GOOGLE LLC (20240296840). Text Injection For Training Auxiliary Tasks In Speech Recognition Models simplified abstract

From WikiPatents
Jump to navigation Jump to search

Text Injection For Training Auxiliary Tasks In Speech Recognition Models

Organization Name

GOOGLE LLC

Inventor(s)

Shaan Jagdeep Patrick Bijwadia of San Francisco CA (US)

Shuo-yiin Chang of Sunnyvale CA (US)

Tara N. Sainath of Jersey City NJ (US)

Weiran Wang of San Jose CA (US)

Zhong Meng of Mountain View CA (US)

Text Injection For Training Auxiliary Tasks In Speech Recognition Models - A simplified explanation of the abstract

This abstract first appeared for US patent application 20240296840 titled 'Text Injection For Training Auxiliary Tasks In Speech Recognition Models

The abstract describes a joint auxiliary task and automatic speech recognition (ASR) model that includes an encoder to process acoustic frames and generate higher-order feature representations, a multi-output hat decoder to generate speech recognition hypotheses and indicate auxiliary tokens, and a training process involving paired and unpaired data sets annotated with auxiliary tokens.

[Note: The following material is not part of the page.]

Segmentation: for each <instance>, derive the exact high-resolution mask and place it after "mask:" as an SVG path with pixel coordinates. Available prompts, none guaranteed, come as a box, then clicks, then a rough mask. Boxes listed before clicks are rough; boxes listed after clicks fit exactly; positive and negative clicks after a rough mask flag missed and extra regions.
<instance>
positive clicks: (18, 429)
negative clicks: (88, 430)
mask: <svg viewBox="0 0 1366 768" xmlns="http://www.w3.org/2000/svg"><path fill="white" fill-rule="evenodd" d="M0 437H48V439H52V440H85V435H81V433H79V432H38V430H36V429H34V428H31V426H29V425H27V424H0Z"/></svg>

  • Encoder processes acoustic frames to generate higher-order feature representations
  • Multi-output hat decoder generates speech recognition hypotheses and indicates auxiliary tokens
  • Training process involves paired audio data with ground-truth auxiliary tokens and unpaired textual utterances with auxiliary tokens
  • Model is designed for joint auxiliary task and ASR applications
  • Utilizes a jeit training process for model training

Potential Applications: - Speech recognition systems - Language translation applications - Voice-controlled devices

Problems Solved: - Improving accuracy and efficiency of speech recognition - Enhancing performance of auxiliary tasks in conjunction with ASR models

Benefits: - Enhanced speech recognition capabilities - Improved accuracy in recognizing auxiliary task-related tokens - Increased efficiency in processing audio data

Commercial Applications: Title: Advanced Speech Recognition and Auxiliary Task Model for Enhanced Performance This technology can be utilized in various industries such as: - Telecommunications - Customer service - Healthcare for dictation and transcription purposes

Questions about the technology: 1. How does the model handle unpaired textual utterances in the training process? The model uses unpaired textual utterances annotated with ground-truth auxiliary tokens to improve performance in recognizing auxiliary task-related tokens.

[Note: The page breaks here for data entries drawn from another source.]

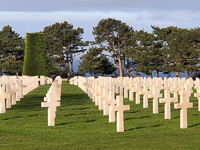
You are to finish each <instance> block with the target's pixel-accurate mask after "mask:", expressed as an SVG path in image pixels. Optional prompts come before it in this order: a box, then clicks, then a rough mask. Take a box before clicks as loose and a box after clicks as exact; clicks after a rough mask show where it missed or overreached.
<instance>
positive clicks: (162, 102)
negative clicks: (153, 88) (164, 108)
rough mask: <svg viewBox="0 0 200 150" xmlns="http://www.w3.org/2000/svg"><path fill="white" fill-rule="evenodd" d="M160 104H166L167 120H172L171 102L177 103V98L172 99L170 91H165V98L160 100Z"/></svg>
mask: <svg viewBox="0 0 200 150" xmlns="http://www.w3.org/2000/svg"><path fill="white" fill-rule="evenodd" d="M159 102H160V103H165V119H171V102H176V99H175V98H171V97H170V91H169V90H165V91H164V98H161V99H159Z"/></svg>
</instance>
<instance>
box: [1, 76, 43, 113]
mask: <svg viewBox="0 0 200 150" xmlns="http://www.w3.org/2000/svg"><path fill="white" fill-rule="evenodd" d="M38 80H39V79H38V76H18V77H17V76H1V77H0V113H5V112H6V108H11V106H12V105H15V104H16V102H17V101H20V99H21V98H23V96H24V95H26V94H27V93H29V92H30V91H32V90H33V89H35V88H37V87H38Z"/></svg>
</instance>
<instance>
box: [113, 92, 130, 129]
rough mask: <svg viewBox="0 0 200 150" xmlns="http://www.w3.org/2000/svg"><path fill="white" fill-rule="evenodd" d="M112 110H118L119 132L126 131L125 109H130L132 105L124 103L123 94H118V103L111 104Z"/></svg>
mask: <svg viewBox="0 0 200 150" xmlns="http://www.w3.org/2000/svg"><path fill="white" fill-rule="evenodd" d="M110 108H111V111H117V132H124V111H125V110H130V105H124V104H123V96H122V95H120V96H117V105H116V106H111V107H110Z"/></svg>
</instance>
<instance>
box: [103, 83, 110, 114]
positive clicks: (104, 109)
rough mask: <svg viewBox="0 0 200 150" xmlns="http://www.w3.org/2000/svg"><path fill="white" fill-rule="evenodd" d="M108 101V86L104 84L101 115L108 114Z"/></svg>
mask: <svg viewBox="0 0 200 150" xmlns="http://www.w3.org/2000/svg"><path fill="white" fill-rule="evenodd" d="M108 101H109V95H108V87H107V85H105V87H104V89H103V115H109V105H108V104H107V102H108Z"/></svg>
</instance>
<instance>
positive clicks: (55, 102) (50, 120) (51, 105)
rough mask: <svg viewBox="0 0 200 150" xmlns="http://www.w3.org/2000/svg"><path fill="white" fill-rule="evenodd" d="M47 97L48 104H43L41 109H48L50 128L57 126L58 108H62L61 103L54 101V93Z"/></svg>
mask: <svg viewBox="0 0 200 150" xmlns="http://www.w3.org/2000/svg"><path fill="white" fill-rule="evenodd" d="M46 97H47V98H45V100H47V102H42V103H41V107H48V126H55V116H56V114H55V113H56V107H57V106H60V102H59V101H57V100H56V99H54V97H55V94H54V93H50V94H48V95H47V96H46Z"/></svg>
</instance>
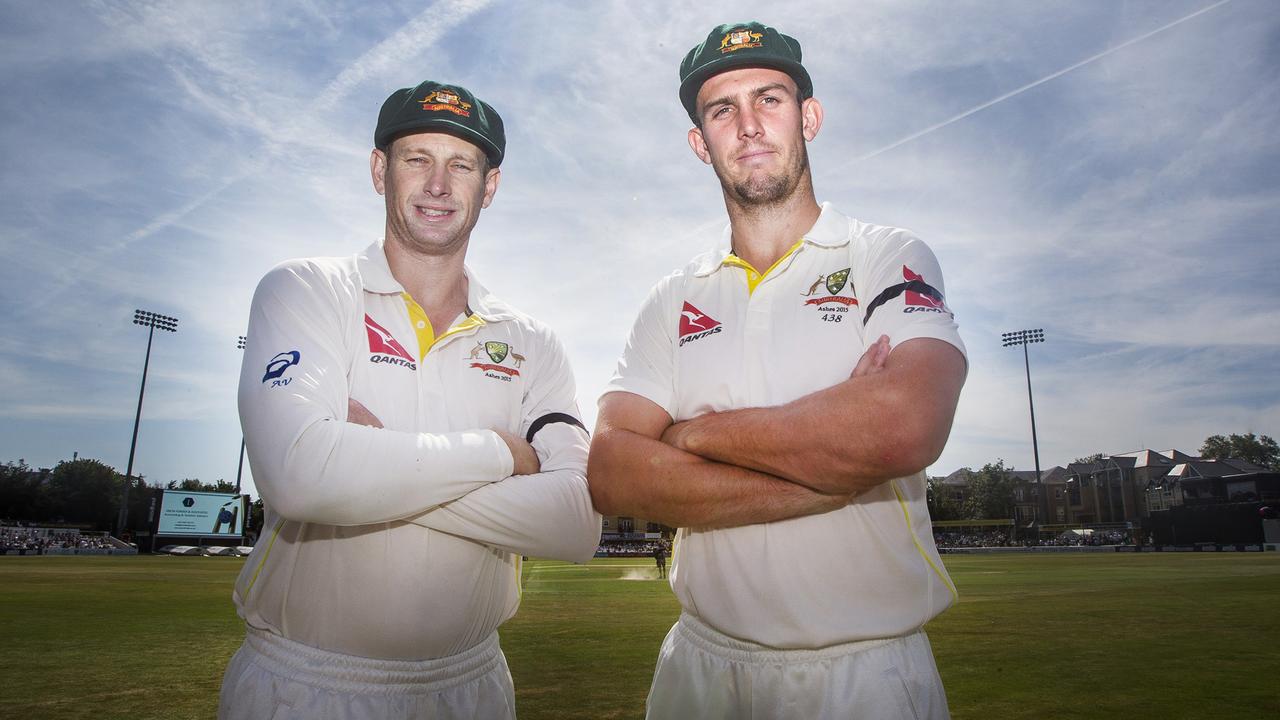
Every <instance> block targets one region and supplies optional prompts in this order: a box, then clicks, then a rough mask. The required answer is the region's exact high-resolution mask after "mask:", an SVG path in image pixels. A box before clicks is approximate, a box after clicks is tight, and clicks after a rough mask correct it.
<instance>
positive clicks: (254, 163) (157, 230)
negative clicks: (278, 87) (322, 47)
mask: <svg viewBox="0 0 1280 720" xmlns="http://www.w3.org/2000/svg"><path fill="white" fill-rule="evenodd" d="M489 3H490V0H442V1H440V3H436V4H434V5H431V6H430V8H426V9H425V10H422V12H421V13H419V14H417V15H416V17H415V18H413V19H412V20H410V22H408V23H407V24H406V26H404V27H402V28H401V29H398V31H397V32H394V33H392V35H390V36H388V37H387V38H384V40H383V41H381V42H379V44H378V45H375V46H372V47H371V49H370V50H367V51H366V53H365V54H364V55H361V56H360V58H357V59H356V60H355V61H353V63H351V64H349V65H348V67H347V68H346V69H343V70H342V72H340V73H338V76H337V77H334V79H333V81H332V82H330V83H329V86H328V87H325V90H324V92H321V94H320V95H319V99H317V100H316V101H314V102H312V105H311V110H312V113H315V111H317V110H323V109H326V108H332V106H334V105H337V104H338V101H339V100H340V99H342V97H344V96H346V95H347V94H348V92H351V90H352V88H355V87H356V86H358V85H360V83H361V82H365V81H367V79H369V78H371V77H375V76H379V74H383V73H388V72H390V70H392V69H394V68H396V67H397V65H398V64H403V61H404V58H411V56H413V55H416V54H419V53H422V51H424V49H426V47H429V46H431V45H434V44H435V41H436V40H439V38H440V37H442V36H443V35H444V33H445V32H448V31H451V29H453V28H454V27H457V26H458V24H461V23H462V22H463V20H466V19H467V18H468V17H471V15H472V14H475V13H476V12H477V10H480V9H483V8H484V6H485V5H488V4H489ZM271 151H273V147H270V146H269V147H268V154H270V152H271ZM265 161H266V159H265V158H264V159H261V160H260V161H257V163H252V164H251V165H250V168H248V169H246V170H243V172H241V173H238V174H236V176H234V177H230V178H227V179H224V181H223V182H221V183H219V186H218V187H215V188H212V190H210V191H207V192H205V193H204V195H201V196H200V197H196V199H193V200H191V201H188V202H187V204H186V205H183V206H180V208H175V209H173V210H170V211H168V213H164V214H161V215H160V217H157V218H154V219H152V220H151V222H148V223H147V224H145V225H142V227H141V228H138V229H136V231H133V232H132V233H129V234H128V236H125V240H124V242H120V243H116V246H114V247H113V250H119V249H122V247H124V246H125V245H128V243H132V242H134V241H138V240H142V238H146V237H150V236H151V234H155V233H156V232H159V231H161V229H164V228H168V227H169V225H172V224H174V223H177V222H178V220H180V219H182V218H184V217H187V215H188V214H191V213H192V211H195V210H196V209H198V208H201V206H202V205H205V204H206V202H207V201H210V200H212V199H214V197H216V196H218V195H219V193H221V192H223V191H224V190H227V188H228V187H230V186H233V184H236V183H238V182H239V181H242V179H244V178H246V177H247V176H251V174H253V173H255V172H257V170H260V169H261V168H262V167H264V165H265Z"/></svg>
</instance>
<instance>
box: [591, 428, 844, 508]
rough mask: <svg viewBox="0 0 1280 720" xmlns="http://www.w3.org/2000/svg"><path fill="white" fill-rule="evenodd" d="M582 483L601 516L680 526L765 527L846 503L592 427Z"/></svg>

2. What are the key components of the encoder in processing acoustic frames? The encoder receives a sequence of acoustic frames and generates higher-order feature representations for each frame, enhancing the model's ability to recognize speech patterns.


Original Abstract Submitted

a joint auxiliary task and asr model includes an encoder to receive a sequence of acoustic frames and generate, at each of a plurality of output steps, a higher-order feature representation for a corresponding acoustic frame. the model also includes a multi-output hat decoder to generate at each of the plurality of output steps a probability distribution over possible speech recognition hypotheses, and an indication of whether the output step corresponds to an auxiliary token associated with a particular auxiliary task. the model is trained by a jeit training process based on: a paired training data set including paired audio data and transcriptions, the transcriptions annotated with ground-truth auxiliary tokens associated with the particular auxiliary task; and an unpaired training data set including textual utterances not paired with any corresponding audio data, the textual utterances annotated with the ground-truth auxiliary tokens associated with the particular auxiliary task.